An escalation policy defines who gets paged, in what order, and after how long if an earlier responder doesn't acknowledge an alert. It ensures every alert gets a human response even if the primary on-call is asleep, unavailable, or overwhelmed. Escalation policy components: Acknowledgement timeout — how long before escalating (typically 5–15 min). Escalation chain — primary → secondary → team lead → engineering manager. Repeat interval — how often to re-page if unacknowledged. Override schedule — holiday and weekend coverage rules.
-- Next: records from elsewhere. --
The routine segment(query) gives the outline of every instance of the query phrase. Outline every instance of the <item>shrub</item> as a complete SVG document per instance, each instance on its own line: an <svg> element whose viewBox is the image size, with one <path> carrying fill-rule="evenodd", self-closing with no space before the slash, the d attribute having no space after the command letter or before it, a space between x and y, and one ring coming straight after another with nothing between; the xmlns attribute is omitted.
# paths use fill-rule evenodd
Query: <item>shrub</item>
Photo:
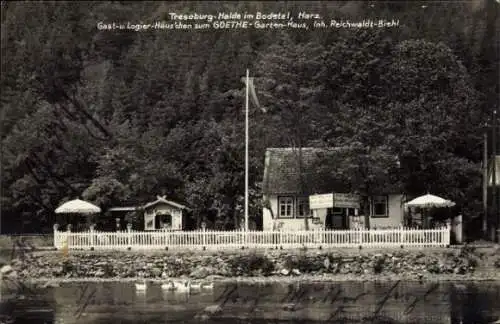
<svg viewBox="0 0 500 324"><path fill-rule="evenodd" d="M237 275L249 275L258 271L261 271L264 275L269 275L274 271L274 263L266 256L256 253L230 259L229 267Z"/></svg>
<svg viewBox="0 0 500 324"><path fill-rule="evenodd" d="M105 277L113 277L115 275L115 269L111 263L106 263L102 269L104 271Z"/></svg>
<svg viewBox="0 0 500 324"><path fill-rule="evenodd" d="M342 268L342 264L344 263L344 260L341 256L336 256L333 254L329 254L328 259L330 260L330 266L329 269L332 273L339 273L340 269Z"/></svg>
<svg viewBox="0 0 500 324"><path fill-rule="evenodd" d="M466 256L469 256L469 255L473 255L475 252L476 252L476 248L475 247L469 246L469 245L464 245L460 249L460 256L461 257L466 257Z"/></svg>
<svg viewBox="0 0 500 324"><path fill-rule="evenodd" d="M287 269L298 269L300 272L315 272L324 268L324 258L308 258L305 254L290 255L285 260Z"/></svg>
<svg viewBox="0 0 500 324"><path fill-rule="evenodd" d="M444 255L447 257L447 258L455 258L455 253L453 253L452 251L447 251L444 253Z"/></svg>
<svg viewBox="0 0 500 324"><path fill-rule="evenodd" d="M500 268L500 258L495 261L494 266L495 268Z"/></svg>
<svg viewBox="0 0 500 324"><path fill-rule="evenodd" d="M385 258L377 258L375 260L375 263L373 264L373 272L374 273L381 273L382 270L384 269L384 264L385 264Z"/></svg>
<svg viewBox="0 0 500 324"><path fill-rule="evenodd" d="M430 273L441 273L441 267L437 263L431 263L427 265L427 271Z"/></svg>
<svg viewBox="0 0 500 324"><path fill-rule="evenodd" d="M307 260L303 255L289 255L285 259L285 267L289 270L298 269L305 272L307 269Z"/></svg>
<svg viewBox="0 0 500 324"><path fill-rule="evenodd" d="M70 260L64 260L63 264L62 264L62 272L63 274L68 274L68 273L71 273L73 272L73 269L74 269L74 265L73 263L70 261Z"/></svg>
<svg viewBox="0 0 500 324"><path fill-rule="evenodd" d="M477 261L477 259L476 259L476 258L474 258L474 257L469 257L469 258L467 258L467 264L468 264L468 266L469 266L469 267L471 267L471 268L476 268L476 267L477 267L477 265L478 265L478 263L479 263L479 262L478 262L478 261Z"/></svg>

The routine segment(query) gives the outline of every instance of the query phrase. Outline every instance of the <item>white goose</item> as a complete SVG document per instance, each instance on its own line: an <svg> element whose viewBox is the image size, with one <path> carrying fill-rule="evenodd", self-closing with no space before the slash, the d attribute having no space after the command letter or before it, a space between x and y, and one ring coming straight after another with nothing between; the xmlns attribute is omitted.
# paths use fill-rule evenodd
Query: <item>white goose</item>
<svg viewBox="0 0 500 324"><path fill-rule="evenodd" d="M174 283L172 281L167 281L161 284L161 289L163 290L175 290Z"/></svg>
<svg viewBox="0 0 500 324"><path fill-rule="evenodd" d="M192 290L200 290L202 283L201 282L191 282L189 284L189 286L191 287Z"/></svg>
<svg viewBox="0 0 500 324"><path fill-rule="evenodd" d="M189 292L191 290L191 283L189 281L169 280L161 285L161 289L177 292Z"/></svg>
<svg viewBox="0 0 500 324"><path fill-rule="evenodd" d="M175 287L175 291L177 292L189 292L191 290L190 281L174 281L173 285Z"/></svg>
<svg viewBox="0 0 500 324"><path fill-rule="evenodd" d="M454 283L453 287L455 287L455 289L459 290L459 291L466 291L467 290L467 286L464 284Z"/></svg>
<svg viewBox="0 0 500 324"><path fill-rule="evenodd" d="M214 282L201 284L202 289L214 289Z"/></svg>
<svg viewBox="0 0 500 324"><path fill-rule="evenodd" d="M146 282L145 281L144 282L136 282L135 283L135 289L137 291L146 291L146 289L147 289Z"/></svg>

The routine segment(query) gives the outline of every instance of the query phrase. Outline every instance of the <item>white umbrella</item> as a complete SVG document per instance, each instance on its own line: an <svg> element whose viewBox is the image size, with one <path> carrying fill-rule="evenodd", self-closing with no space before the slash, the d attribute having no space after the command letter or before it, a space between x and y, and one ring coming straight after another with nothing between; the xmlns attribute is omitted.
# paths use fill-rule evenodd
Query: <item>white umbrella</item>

Common tools: PagerDuty, Opsgenie, VictorOps (now Splunk On-Call). Related vocabulary: On-call rotation — the schedule defining who is primary on-call and when. Acknowledgement (ACK) — the responder confirms they've seen and are handling the alert. MTTA — Mean Time To Acknowledge. MTTR — Mean Time To Resolve. Runbook — step-by-step instructions for responding to a specific alert type. In conversation: "We reduced MTTA from 12 minutes to 3 minutes after rewriting our escalation policy to reduce the acknowledgement window."
4 / 5
During a live incident, the incident commander says: "Let's declare this a SEV-1. I'm setting up a war room — all non-essential responders please leave the channel. We need clean communication." What is a war room in incident response?
A war room is a dedicated, time-boxed communication space — a Slack channel, Zoom call, or physical room — where incident responders focus exclusively on resolving a major outage. Non-essential people are excluded to reduce noise and keep communication clear. Incident communication best practices: Dedicated channel — create a new incident channel (e.g., #inc-20240315-payments) to separate incident comms from general chat. Incident commander (IC) — one person owns the incident, delegates tasks, and decides the resolution strategy. Communication lead — a separate person drafts status page updates and internal stakeholder comms so the IC can focus on resolution. Scribe — records timeline, decisions, and action items for the postmortem. Status page — external-facing updates for affected customers (e.g., via Statuspage.io, Atlassian Status). SEV levels: SEV-1 — critical, major user impact, all hands. SEV-2 — significant impact. SEV-3 — degraded performance, non-critical. SEV-4 — minor issue, no user impact. In conversation: "The war room stayed open for 4 hours until we confirmed all affected transactions had recovered."
5 / 5
An SRE writes in a runbook: "If the database CPU exceeds 90% for more than 5 minutes, execute a manual failover to the read replica. Document the exact time and promote this replica to primary." What is a runbook?
A runbook (also called an operations playbook or standard operating procedure / SOP) is a documented set of procedures for handling a specific operational scenario — typically a recurring incident type or scheduled operational task. Runbook contents: Alert trigger — what alert fires and what conditions caused it. Diagnosis steps — how to confirm the issue and assess impact. Resolution steps — numbered, specific actions to take. Verification — how to confirm the issue is resolved. Escalation — when and who to escalate to if the runbook doesn't resolve the issue. Runbook types: Break-fix runbooks — reactive, for handling specific alert types. Operational runbooks — for scheduled tasks (deployments, database maintenance, key rotation). Disaster recovery runbooks — for major failure scenarios. Runbooks are key to reducing MTTR and enabling on-call engineers to handle incidents they didn't originally build. In conversation: "The on-call engineer followed the database failover runbook and had us back in 8 minutes, even though they'd never handled this incident type before."